I was reminded last week of one of the stock market’s odder quirks. It’s an oddity that perhaps can be taken advantage of to aim for a million pound portfolio without waiting four decades to get there.
In short, I read that the S&P 500’s biggest seven companies were up an average 50% year to date. The rest of the index? Up just 3%.
This strange dynamic, sometimes called the Pareto Principle, or the 80/20 rule, is where a handful of stocks are responsible for almost all of the financial rewards. A few big winners dominate a stock market’s performance. It happens time and again.
It’s not limited to the US either. Ashtead is one British example. The equipment rental firm’s shares were 29p in 2008. Now, they’re £50. If I’d thrown five thousand into it then I’d now be a millionaire. Five thousand in a FTSE 100 tracker wouldn’t have even doubled.
These asymmetric payouts might be the key to a vast portfolio and massive passive income. What if I could follow a strategy that hunted the biggest returning stocks? I could aim for a £1m portfolio buying only a few shares.
“Get in early”
This, in a nutshell, is the philosophy of investor Peter Lynch. For the unaware, this is the man who coined the phrase “10-bagger” to refer to a stock that rises 10 times in value. He scours the market for the wealth-building power of these types of stocks.

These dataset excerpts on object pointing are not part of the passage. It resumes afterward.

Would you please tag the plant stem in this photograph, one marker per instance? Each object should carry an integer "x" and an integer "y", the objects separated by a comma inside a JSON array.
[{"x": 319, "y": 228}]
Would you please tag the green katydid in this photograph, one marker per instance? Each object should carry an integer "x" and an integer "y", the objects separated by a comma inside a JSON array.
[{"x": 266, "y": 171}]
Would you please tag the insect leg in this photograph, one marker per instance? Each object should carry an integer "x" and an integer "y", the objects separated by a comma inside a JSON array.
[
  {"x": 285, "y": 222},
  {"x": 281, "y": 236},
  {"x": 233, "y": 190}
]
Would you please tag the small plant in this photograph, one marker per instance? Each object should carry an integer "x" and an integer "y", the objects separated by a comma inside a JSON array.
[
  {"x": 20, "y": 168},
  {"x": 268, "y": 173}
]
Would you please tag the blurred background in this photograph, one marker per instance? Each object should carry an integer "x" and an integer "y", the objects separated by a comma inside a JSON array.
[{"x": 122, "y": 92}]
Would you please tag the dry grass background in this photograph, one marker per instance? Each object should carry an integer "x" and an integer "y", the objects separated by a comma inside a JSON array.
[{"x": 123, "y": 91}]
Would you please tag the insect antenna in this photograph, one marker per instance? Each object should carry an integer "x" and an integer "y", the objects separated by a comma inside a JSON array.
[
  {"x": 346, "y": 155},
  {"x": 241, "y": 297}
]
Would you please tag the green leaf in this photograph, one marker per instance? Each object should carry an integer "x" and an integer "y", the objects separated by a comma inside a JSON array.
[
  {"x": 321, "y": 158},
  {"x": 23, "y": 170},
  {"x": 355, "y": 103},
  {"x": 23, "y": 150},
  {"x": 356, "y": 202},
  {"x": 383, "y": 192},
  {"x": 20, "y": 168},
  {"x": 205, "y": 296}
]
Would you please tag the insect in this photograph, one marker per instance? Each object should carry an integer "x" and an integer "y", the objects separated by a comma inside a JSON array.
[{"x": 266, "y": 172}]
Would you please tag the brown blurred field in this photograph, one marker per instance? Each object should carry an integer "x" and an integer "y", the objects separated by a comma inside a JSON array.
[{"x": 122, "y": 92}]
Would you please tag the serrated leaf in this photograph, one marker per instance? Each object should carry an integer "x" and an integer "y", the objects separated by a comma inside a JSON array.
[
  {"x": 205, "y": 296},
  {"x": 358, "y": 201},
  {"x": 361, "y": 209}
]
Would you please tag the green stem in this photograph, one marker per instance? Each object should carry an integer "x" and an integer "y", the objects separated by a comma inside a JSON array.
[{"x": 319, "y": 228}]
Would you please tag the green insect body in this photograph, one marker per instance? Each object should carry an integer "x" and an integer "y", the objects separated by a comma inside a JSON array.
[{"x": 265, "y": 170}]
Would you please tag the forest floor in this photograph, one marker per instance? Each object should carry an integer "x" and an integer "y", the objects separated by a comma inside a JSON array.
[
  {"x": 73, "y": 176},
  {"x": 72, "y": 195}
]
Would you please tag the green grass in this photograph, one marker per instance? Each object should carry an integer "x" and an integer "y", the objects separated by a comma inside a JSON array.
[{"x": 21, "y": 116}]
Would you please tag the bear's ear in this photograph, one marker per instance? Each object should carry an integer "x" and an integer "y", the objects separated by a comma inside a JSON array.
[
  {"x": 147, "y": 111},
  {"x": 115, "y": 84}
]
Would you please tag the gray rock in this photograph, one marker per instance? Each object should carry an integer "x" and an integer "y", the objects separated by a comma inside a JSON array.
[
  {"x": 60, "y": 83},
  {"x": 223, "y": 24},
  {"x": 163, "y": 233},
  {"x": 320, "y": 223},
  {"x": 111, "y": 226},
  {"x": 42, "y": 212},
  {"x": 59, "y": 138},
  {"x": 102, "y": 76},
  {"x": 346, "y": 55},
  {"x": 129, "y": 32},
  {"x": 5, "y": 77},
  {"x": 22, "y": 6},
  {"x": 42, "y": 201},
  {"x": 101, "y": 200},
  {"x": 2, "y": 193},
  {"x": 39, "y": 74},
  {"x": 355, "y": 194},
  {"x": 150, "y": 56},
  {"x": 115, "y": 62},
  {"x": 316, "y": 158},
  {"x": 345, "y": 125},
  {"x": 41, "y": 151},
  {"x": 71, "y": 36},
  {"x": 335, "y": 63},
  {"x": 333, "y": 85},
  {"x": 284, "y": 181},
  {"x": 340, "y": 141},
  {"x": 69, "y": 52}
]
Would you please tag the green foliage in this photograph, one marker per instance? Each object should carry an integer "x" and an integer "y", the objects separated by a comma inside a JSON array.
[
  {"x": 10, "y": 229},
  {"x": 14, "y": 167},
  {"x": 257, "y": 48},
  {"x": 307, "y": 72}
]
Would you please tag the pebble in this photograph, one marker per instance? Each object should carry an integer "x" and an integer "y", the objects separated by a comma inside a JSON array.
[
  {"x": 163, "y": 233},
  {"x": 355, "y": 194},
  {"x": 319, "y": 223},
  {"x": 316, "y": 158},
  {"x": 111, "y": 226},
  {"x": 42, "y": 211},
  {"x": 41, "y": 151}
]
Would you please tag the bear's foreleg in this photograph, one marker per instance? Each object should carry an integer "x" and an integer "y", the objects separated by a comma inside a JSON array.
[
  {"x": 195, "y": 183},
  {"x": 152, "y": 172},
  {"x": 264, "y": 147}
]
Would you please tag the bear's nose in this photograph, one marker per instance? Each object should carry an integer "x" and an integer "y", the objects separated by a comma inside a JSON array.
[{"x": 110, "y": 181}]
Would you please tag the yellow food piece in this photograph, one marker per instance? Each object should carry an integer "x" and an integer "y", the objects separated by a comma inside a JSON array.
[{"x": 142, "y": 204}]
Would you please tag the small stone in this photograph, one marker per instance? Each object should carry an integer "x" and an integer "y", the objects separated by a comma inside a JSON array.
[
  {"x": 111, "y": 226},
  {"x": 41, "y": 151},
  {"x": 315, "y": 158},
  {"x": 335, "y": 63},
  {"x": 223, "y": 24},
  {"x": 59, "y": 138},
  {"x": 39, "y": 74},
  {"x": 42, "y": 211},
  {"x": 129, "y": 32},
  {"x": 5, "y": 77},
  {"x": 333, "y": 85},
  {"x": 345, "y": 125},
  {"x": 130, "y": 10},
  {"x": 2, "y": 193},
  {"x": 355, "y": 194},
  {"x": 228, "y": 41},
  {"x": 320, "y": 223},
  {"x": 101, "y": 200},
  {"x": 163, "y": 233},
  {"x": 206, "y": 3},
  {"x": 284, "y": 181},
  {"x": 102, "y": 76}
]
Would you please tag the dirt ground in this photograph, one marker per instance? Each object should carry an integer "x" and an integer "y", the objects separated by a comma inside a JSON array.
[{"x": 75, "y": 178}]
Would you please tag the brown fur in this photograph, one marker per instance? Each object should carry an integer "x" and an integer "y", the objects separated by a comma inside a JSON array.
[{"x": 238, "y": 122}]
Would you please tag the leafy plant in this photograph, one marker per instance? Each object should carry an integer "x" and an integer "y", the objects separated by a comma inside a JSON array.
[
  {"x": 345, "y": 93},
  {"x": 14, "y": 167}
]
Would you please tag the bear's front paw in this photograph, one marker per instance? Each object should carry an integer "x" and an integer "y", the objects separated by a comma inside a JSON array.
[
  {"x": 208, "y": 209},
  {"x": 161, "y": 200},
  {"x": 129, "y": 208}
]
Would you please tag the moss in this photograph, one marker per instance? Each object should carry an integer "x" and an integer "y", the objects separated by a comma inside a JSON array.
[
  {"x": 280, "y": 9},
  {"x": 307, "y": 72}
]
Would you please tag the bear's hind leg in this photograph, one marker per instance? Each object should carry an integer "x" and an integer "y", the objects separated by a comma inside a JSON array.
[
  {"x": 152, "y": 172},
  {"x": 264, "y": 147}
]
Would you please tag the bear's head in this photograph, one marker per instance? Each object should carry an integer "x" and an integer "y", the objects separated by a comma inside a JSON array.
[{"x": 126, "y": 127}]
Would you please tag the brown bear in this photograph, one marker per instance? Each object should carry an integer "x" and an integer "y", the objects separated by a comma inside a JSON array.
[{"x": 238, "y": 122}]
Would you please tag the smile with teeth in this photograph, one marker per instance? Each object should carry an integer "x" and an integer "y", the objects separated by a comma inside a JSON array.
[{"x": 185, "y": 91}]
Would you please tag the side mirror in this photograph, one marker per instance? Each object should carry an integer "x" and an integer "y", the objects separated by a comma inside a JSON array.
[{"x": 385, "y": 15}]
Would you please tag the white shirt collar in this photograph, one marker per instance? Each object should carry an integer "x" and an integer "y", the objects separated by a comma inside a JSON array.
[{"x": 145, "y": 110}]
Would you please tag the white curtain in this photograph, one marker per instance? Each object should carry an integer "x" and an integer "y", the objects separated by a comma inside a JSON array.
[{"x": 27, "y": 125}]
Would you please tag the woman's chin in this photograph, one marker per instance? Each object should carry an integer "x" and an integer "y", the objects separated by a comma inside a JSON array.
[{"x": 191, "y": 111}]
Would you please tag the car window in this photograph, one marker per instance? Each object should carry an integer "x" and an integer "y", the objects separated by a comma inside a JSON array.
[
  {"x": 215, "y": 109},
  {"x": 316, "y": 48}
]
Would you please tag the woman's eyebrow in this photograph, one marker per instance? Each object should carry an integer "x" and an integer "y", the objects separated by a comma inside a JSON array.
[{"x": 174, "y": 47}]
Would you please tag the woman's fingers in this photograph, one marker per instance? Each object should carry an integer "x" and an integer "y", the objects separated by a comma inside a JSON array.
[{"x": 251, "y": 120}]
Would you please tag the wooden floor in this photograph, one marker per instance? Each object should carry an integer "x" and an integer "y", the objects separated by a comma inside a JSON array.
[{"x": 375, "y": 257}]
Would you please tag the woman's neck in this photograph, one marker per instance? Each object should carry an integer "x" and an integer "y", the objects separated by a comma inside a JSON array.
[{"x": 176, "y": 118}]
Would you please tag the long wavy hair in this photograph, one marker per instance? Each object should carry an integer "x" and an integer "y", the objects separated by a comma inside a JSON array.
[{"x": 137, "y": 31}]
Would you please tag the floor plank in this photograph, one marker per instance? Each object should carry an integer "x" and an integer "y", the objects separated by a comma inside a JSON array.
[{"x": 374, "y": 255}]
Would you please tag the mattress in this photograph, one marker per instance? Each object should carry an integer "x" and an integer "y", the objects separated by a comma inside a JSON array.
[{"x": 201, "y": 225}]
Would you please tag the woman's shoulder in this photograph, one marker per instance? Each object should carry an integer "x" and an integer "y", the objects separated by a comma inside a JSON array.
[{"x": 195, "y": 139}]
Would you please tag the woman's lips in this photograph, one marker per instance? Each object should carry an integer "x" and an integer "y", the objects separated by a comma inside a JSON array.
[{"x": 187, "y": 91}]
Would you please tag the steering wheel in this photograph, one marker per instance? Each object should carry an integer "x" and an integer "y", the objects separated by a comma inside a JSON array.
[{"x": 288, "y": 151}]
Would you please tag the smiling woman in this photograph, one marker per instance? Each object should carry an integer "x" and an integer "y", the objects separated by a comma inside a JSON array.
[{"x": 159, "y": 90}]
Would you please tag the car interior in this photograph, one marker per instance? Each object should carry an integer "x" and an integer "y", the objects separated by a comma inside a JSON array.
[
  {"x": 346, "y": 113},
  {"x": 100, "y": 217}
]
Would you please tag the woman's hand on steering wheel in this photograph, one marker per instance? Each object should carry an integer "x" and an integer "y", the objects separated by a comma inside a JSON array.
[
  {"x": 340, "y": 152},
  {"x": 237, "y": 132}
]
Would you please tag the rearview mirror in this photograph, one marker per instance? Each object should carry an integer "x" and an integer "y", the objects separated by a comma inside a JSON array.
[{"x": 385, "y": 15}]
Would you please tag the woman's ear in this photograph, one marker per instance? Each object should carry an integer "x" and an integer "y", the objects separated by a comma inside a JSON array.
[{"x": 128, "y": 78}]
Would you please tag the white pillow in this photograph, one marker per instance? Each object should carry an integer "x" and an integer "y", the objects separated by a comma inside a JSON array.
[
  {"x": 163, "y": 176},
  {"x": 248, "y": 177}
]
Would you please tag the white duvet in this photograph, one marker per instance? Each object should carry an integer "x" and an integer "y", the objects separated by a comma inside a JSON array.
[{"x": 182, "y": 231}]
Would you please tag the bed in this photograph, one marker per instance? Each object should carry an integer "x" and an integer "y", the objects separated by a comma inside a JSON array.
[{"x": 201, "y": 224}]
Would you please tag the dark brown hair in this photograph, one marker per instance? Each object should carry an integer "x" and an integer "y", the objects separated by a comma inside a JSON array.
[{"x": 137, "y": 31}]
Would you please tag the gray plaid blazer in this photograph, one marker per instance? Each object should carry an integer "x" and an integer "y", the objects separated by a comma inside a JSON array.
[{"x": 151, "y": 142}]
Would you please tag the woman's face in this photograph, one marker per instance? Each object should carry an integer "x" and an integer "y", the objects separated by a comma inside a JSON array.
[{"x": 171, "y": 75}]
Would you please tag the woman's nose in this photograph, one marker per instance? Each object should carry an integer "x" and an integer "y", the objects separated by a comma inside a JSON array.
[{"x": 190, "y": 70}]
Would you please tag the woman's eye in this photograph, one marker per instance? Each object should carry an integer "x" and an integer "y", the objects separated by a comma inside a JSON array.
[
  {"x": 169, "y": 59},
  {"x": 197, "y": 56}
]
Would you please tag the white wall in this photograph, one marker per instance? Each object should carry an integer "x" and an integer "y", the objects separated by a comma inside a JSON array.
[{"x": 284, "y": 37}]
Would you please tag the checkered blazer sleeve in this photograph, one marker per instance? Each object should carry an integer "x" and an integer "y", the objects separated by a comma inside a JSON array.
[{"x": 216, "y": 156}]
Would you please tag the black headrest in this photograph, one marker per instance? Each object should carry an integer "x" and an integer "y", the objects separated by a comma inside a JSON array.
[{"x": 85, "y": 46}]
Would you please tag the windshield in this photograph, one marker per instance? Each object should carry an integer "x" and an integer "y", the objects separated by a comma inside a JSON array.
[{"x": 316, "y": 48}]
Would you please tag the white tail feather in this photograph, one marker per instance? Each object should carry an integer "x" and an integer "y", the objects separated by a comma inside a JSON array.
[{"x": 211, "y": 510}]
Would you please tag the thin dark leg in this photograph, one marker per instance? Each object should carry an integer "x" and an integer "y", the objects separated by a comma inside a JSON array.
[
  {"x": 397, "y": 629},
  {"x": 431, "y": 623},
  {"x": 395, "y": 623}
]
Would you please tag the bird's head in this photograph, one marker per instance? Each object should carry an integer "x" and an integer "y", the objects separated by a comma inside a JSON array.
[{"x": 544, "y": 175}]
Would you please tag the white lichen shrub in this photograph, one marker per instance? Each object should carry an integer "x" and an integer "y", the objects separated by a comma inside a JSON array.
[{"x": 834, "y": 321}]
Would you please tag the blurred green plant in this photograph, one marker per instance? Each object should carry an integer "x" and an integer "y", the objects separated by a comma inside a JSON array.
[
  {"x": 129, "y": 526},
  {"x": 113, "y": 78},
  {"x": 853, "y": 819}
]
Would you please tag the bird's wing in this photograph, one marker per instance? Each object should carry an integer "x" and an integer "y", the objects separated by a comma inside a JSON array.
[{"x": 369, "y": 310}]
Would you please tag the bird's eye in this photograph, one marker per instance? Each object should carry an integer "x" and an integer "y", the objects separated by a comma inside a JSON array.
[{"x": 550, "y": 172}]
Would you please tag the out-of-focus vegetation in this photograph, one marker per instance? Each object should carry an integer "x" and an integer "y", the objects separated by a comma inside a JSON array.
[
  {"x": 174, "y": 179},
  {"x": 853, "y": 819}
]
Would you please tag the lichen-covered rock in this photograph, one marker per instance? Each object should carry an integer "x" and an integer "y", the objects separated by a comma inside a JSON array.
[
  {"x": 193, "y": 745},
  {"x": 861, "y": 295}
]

How does he find them? Well, another of his suggestions is to “get in early”. What this means is to invest in a stock before its rapid growth phase. Once the company is so big that it’s a market leader, the really giant returns are over.
To go back to Ashtead, investing in 2008 could have swiftly made me a millionaire. Investing these days? Not so much. That’s not to say it’s a bad company, but it has a market value of £15bn. A 10-times return from now would see the firm somehow have the same value as oil giant Shell.
Turn £50k into £1m?
So what if I can use Lynch’s advice to find the best market-beating shares? Well, if we say the market yearly average is 10%, maybe I could aim for 12%, 13%, or even 14%. That might not sound like a huge upgrade, but even small improvements make a huge difference once compound interest takes effect. Here’s what £50,000 might turn into.
£50,000 | |||
12% | 13% | 14% | |
5 years | £168,458 | £174,416 | £180,561 |
10 years | £377,222 | £403,644 | £431,946 |
15 years | £745,136 | £825,984 | £915,966 |
20 years | £1,393,525 | £1,604,116 | £1,847,905 |
Now, I will say this strategy is riskier than others. In my quest for 10-baggers, I could end up underperforming the market just as much as I could end up outperforming. If I was unable to find a single one of these special shares then I might end up seriously slowing my wealth gain. I could even end up losing money.
It’s a high reward and high risk strategy. I accept a higher chance of losing money to potentially reap the rewards, but it’s definitely not for everyone.
Still, if I’m looking to turn £50k into £1m then I may need to take a few chances. And if I get it right, I could withdraw a steady 4% to take home £40,000 per year as a second income. Sounds good to me.